The Problem
Your feature stores user data. In week 3 of development, security asks: "Is this PII?" "Do we need encryption?" "What's the retention policy?"
You don't know. You didn't think about security. Now you're 3 weeks in and re-spec'ing.
The Trap
Many PMs treat security like compliance—a checkbox, a thing security handles. "Let them do their job; I'll do mine."
This is dangerous. Security considerations affect the entire product.
The Shift
Think of security as "what can users trust us with, and how do we protect it?"
Security doesn't slow you down if you spec it upfront. It slows you down if you ignore it and find problems mid-development.
Actionable Steps
1. Identify Data Types
For every data collection in your feature:
| Data | Sensitivity | Retention | Access |
|---|---|---|---|
| High (PII) | Indefinite until deletion | Auth team only | |
| Usage metadata | Medium | 90 days | Product analytics, exportable by customer |
| Payment info | Critical | Until subscription ends | Third-party processor, never our servers |
2. Spec Encryption & Access
Data Security for [Feature]:
- Email stored: Encrypted at rest (AES-256)
- Email in transit: HTTPS only, TLS 1.2+
- Access: Only authenticated users accessing their own data
- Audit log: All access logged, monthly review
- Third-party access: None (data processors sign DPA)

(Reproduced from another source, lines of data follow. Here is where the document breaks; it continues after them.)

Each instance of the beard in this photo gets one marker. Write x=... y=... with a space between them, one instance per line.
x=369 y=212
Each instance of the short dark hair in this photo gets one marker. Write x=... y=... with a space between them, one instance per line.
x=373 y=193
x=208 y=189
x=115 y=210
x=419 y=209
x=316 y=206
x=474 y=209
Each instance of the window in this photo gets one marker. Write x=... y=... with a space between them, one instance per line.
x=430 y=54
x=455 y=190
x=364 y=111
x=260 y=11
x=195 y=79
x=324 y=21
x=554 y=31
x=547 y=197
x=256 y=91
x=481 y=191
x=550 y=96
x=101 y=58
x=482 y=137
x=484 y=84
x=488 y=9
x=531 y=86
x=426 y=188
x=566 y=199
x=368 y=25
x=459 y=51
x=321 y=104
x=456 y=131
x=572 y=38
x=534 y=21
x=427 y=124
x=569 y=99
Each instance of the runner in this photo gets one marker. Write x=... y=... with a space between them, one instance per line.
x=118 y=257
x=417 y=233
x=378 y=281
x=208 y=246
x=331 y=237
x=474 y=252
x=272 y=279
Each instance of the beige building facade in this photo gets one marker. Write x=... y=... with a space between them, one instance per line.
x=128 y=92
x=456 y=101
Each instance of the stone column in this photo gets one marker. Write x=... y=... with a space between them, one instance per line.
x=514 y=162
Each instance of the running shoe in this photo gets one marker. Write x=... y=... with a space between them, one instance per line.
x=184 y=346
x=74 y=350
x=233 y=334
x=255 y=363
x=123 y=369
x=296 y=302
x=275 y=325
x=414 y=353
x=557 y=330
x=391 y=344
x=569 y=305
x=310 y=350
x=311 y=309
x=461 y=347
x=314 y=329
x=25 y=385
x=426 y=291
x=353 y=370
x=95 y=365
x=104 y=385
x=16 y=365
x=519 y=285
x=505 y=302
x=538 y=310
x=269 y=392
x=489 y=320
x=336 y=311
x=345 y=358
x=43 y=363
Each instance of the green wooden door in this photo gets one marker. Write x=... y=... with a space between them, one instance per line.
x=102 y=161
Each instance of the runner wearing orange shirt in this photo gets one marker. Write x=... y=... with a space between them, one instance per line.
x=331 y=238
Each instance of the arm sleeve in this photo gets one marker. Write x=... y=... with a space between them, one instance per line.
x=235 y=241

3. Define Retention & Deletion
Data Retention:
- We store event logs for 90 days
- User can export anytime
- User can request deletion (soft-delete after 30-day hold, hard-delete after)
- On account closure: All data deleted within 30 days
4. Plan for Threat Scenarios
Ask security: "What's the realistic threat?"
Example:
- Threat: Unauthorized access to user emails
- Mitigation: Encryption + access controls + audit logs
- Detection: Monthly audit of access logs
- Response: Incident playbook exists before launch
5. Compliance Callouts
If you're targeting regulated regions:
Compliance for [Feature]:
- GDPR (EU): Personal data processing, user consent, export/delete rights
- CCPA (CA): User data access, opt-out, no sale of data
- SOC 2 (Enterprise sales): Encryption, access controls, audit logs
Key Takeaways
- Security in the PRD prevents late-stage rewrites. 30 min upfront saves 3 weeks of rework.
- Encryption and retention are product decisions. Spec them like you spec features.
- Trust is the product. Users choose you partly because they believe you won't lose/leak their data. Bake security into the PRD and you deliver on that promise.